The laziness endemic to Hollywood—especially the studios that have a huge menagerie of lucrative licensing agreements—needs to find remediation by the thrust of inventive filmmaking by encouraging new auteurs to experiment with the business of the blockbuster to make films more sizzling rather than vapid. To achieve this laudable enterprise, we should petition the film industry to be inventive with blockbusters rather than just gamble with low-budget saturation of slow lugubrious drama films that often harp on the same themes of social justice just to appease the Academy in order to win awards. Although the number of original dramas continues to proliferate, there is some part of me that yearns for the barrage of childhood action thrillers and science fiction movies that soared above pedestrian expectations with methodical calculation and supererogatory investment in cinematography to achieve the highest standards of filmmaking.

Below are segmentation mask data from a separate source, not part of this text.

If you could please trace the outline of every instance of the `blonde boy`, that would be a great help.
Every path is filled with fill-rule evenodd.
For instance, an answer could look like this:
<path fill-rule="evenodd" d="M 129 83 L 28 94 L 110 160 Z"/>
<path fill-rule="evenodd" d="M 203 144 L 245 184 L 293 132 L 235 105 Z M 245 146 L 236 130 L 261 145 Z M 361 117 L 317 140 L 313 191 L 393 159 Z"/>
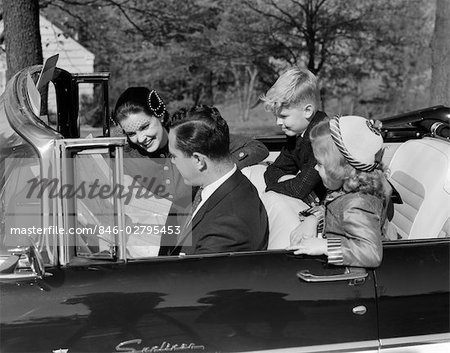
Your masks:
<path fill-rule="evenodd" d="M 261 99 L 287 135 L 280 155 L 264 172 L 266 192 L 260 191 L 269 216 L 268 249 L 285 249 L 300 224 L 298 212 L 325 197 L 326 189 L 314 169 L 309 131 L 326 115 L 318 111 L 317 78 L 298 67 L 284 72 Z"/>
<path fill-rule="evenodd" d="M 306 69 L 293 67 L 261 99 L 287 136 L 280 155 L 264 173 L 266 191 L 291 196 L 306 204 L 315 196 L 323 199 L 326 190 L 314 169 L 316 160 L 309 140 L 311 128 L 326 118 L 318 110 L 320 94 L 316 76 Z"/>

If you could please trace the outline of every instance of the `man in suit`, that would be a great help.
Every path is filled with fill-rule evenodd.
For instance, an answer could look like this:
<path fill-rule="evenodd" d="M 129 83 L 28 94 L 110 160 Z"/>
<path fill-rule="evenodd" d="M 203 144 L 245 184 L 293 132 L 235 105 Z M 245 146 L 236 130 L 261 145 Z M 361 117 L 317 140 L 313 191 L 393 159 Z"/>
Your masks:
<path fill-rule="evenodd" d="M 228 125 L 214 107 L 193 109 L 171 127 L 172 162 L 186 184 L 199 187 L 172 254 L 267 248 L 266 210 L 232 161 L 229 143 Z"/>

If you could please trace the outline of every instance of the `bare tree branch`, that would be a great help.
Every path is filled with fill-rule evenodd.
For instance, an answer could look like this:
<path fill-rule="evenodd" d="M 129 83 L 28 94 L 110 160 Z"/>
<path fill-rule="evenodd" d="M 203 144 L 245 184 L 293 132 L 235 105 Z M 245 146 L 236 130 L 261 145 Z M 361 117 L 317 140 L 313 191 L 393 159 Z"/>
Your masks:
<path fill-rule="evenodd" d="M 84 18 L 82 18 L 81 16 L 77 15 L 76 13 L 73 13 L 72 11 L 70 11 L 67 7 L 65 6 L 61 6 L 58 3 L 51 3 L 52 6 L 60 9 L 61 11 L 67 13 L 68 15 L 72 16 L 73 18 L 76 18 L 78 21 L 80 21 L 81 23 L 83 23 L 84 25 L 87 24 L 87 22 L 84 20 Z"/>
<path fill-rule="evenodd" d="M 253 5 L 250 3 L 250 1 L 244 1 L 243 3 L 244 3 L 246 6 L 248 6 L 251 10 L 255 11 L 256 13 L 258 13 L 258 14 L 260 14 L 260 15 L 263 15 L 263 16 L 266 16 L 266 17 L 269 17 L 269 18 L 273 18 L 273 19 L 275 19 L 275 20 L 277 20 L 277 21 L 283 22 L 283 23 L 288 24 L 288 25 L 291 24 L 290 21 L 286 21 L 286 20 L 285 20 L 284 18 L 282 18 L 282 17 L 275 16 L 274 14 L 272 14 L 272 13 L 270 13 L 270 12 L 265 12 L 265 11 L 260 10 L 258 7 L 253 6 Z"/>
<path fill-rule="evenodd" d="M 117 1 L 114 0 L 108 0 L 108 2 L 110 2 L 111 4 L 113 4 L 114 6 L 116 6 L 119 11 L 122 13 L 122 15 L 124 15 L 124 17 L 127 19 L 127 21 L 139 32 L 141 33 L 144 38 L 147 38 L 147 32 L 144 31 L 136 22 L 134 22 L 131 17 L 127 14 L 127 12 L 122 8 L 122 4 L 118 3 Z"/>

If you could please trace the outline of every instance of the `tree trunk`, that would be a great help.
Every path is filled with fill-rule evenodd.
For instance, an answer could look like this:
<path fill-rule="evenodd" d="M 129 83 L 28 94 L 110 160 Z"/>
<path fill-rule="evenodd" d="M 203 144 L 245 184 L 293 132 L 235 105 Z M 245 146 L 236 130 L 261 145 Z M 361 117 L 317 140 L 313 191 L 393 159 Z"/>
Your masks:
<path fill-rule="evenodd" d="M 241 68 L 239 65 L 233 65 L 231 64 L 231 72 L 233 73 L 233 77 L 234 77 L 234 89 L 235 92 L 237 93 L 237 98 L 238 98 L 238 106 L 239 106 L 239 116 L 241 118 L 241 120 L 244 120 L 244 94 L 243 94 L 243 89 L 242 89 L 242 84 L 241 84 Z"/>
<path fill-rule="evenodd" d="M 243 112 L 243 118 L 244 121 L 248 121 L 250 119 L 250 106 L 251 106 L 251 102 L 252 102 L 252 98 L 253 98 L 253 92 L 255 89 L 255 81 L 256 81 L 256 76 L 258 76 L 258 68 L 257 67 L 252 67 L 250 68 L 249 66 L 246 67 L 246 72 L 249 75 L 249 82 L 248 85 L 246 87 L 246 101 L 245 101 L 245 107 L 244 107 L 244 112 Z"/>
<path fill-rule="evenodd" d="M 38 0 L 3 0 L 6 78 L 24 67 L 42 64 Z"/>
<path fill-rule="evenodd" d="M 204 103 L 207 105 L 214 105 L 213 72 L 207 70 L 204 77 Z"/>
<path fill-rule="evenodd" d="M 430 104 L 450 106 L 450 1 L 436 1 L 431 41 Z"/>
<path fill-rule="evenodd" d="M 238 97 L 239 115 L 241 121 L 246 122 L 250 119 L 250 107 L 254 96 L 258 68 L 236 64 L 231 65 L 231 72 L 234 76 L 234 89 Z"/>

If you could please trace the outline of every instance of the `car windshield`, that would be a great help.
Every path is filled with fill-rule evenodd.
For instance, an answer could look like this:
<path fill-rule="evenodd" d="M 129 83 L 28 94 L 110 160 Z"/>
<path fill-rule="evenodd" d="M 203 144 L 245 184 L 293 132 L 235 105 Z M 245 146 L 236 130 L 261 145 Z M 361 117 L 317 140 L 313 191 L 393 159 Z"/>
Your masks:
<path fill-rule="evenodd" d="M 30 70 L 14 76 L 0 98 L 1 254 L 34 244 L 48 265 L 157 255 L 159 246 L 141 238 L 148 224 L 164 224 L 152 210 L 168 208 L 136 198 L 136 190 L 127 194 L 133 180 L 121 172 L 125 138 L 64 138 L 33 113 Z M 118 195 L 117 187 L 125 191 Z"/>
<path fill-rule="evenodd" d="M 46 252 L 45 239 L 28 232 L 42 227 L 41 202 L 27 193 L 29 180 L 40 177 L 39 157 L 11 127 L 5 95 L 0 102 L 0 251 L 4 255 L 18 246 L 29 246 L 31 239 Z"/>
<path fill-rule="evenodd" d="M 6 255 L 35 244 L 45 262 L 52 263 L 54 239 L 42 234 L 47 226 L 43 215 L 50 213 L 51 205 L 29 193 L 30 182 L 41 178 L 43 167 L 32 140 L 47 142 L 48 138 L 43 123 L 35 116 L 36 121 L 31 120 L 28 97 L 18 94 L 25 88 L 19 76 L 9 81 L 0 97 L 0 251 Z"/>

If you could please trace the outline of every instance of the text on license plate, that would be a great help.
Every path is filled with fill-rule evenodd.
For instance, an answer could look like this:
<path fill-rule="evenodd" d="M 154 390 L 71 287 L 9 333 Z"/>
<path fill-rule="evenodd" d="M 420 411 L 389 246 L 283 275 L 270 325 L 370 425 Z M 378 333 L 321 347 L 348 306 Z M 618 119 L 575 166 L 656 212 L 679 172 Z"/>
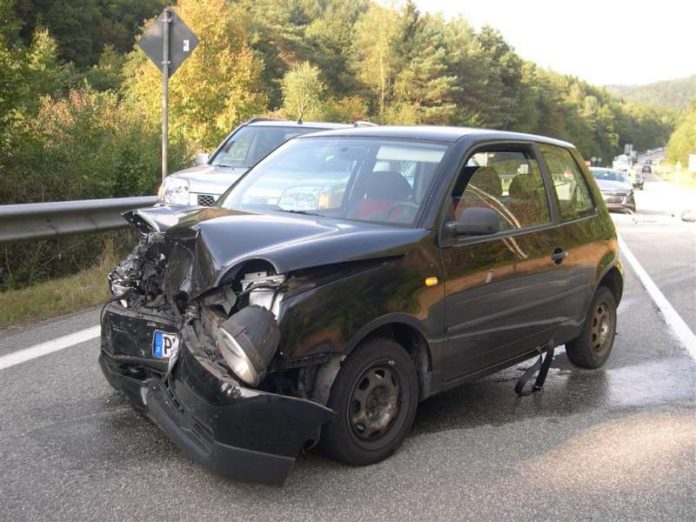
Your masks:
<path fill-rule="evenodd" d="M 152 337 L 152 355 L 156 359 L 170 359 L 179 351 L 179 336 L 155 330 Z"/>

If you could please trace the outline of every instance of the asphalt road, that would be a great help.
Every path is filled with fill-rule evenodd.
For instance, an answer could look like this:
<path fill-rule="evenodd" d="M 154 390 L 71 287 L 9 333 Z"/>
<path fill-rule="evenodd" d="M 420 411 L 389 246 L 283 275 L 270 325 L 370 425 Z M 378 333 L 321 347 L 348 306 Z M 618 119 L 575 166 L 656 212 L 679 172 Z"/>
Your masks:
<path fill-rule="evenodd" d="M 648 181 L 627 245 L 696 330 L 696 224 Z M 676 216 L 676 215 L 675 215 Z M 0 332 L 0 355 L 92 326 L 89 311 Z M 392 458 L 348 468 L 300 458 L 283 488 L 194 465 L 107 385 L 97 340 L 0 370 L 0 519 L 694 520 L 696 362 L 626 266 L 605 368 L 561 353 L 545 390 L 517 398 L 525 365 L 434 397 Z"/>

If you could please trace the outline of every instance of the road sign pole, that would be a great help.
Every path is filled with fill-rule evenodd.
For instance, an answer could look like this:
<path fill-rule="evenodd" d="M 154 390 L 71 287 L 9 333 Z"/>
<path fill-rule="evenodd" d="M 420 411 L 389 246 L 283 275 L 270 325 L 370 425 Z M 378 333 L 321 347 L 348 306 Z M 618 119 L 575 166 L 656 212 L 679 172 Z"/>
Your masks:
<path fill-rule="evenodd" d="M 167 177 L 169 147 L 169 25 L 171 13 L 165 8 L 162 17 L 162 181 Z"/>
<path fill-rule="evenodd" d="M 179 18 L 171 7 L 165 7 L 138 40 L 138 45 L 162 71 L 162 182 L 169 165 L 169 77 L 188 58 L 198 45 L 198 37 Z"/>

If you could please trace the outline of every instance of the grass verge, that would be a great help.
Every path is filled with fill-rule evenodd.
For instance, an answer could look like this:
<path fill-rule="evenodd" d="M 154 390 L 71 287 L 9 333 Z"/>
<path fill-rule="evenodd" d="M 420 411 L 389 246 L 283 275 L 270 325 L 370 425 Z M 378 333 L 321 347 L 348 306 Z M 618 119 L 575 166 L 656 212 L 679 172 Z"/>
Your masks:
<path fill-rule="evenodd" d="M 686 188 L 696 188 L 696 173 L 677 171 L 672 165 L 660 165 L 655 173 L 663 180 Z"/>
<path fill-rule="evenodd" d="M 103 303 L 111 260 L 74 275 L 0 293 L 0 328 L 49 319 Z"/>

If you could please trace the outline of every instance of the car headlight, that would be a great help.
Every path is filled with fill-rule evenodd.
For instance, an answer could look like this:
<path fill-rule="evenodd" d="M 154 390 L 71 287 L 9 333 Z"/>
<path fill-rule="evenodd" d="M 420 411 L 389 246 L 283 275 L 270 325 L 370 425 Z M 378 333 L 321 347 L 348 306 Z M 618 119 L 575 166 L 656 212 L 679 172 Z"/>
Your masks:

Wouldn’t you like to see more watershed movies like The Matrix pivot Hollywood in competition with shows like Black Mirror and other vanguard content rather than seeing another remake of an older film with a loyalist audience that ensures financial viability but simultaneously guarantees a relative dearth of innovation? I believe many people look back fondly to the gambit of originality behind some of the most successful and critically acclaimed blockbusters of all-time. We should encourage more gambles in the art of blockbusters rather than just feeding a bunch of sententious dramas for a histrionic stage that underwhelm because they are lowborn and cheap to make. This has been a year predominated by Déjà vu at the box office with scores of remakes and reiterative franchises and that is a clear signal we are headed in the wrong direction. We should be more resourceful in finding new content rather than become lazy with guaranteed loyalty to subpar films that are in subtle decline because of international pressures. Overall, we need more originality in Hollywood so that the movie-going experience can survive the onslaught of Netflix.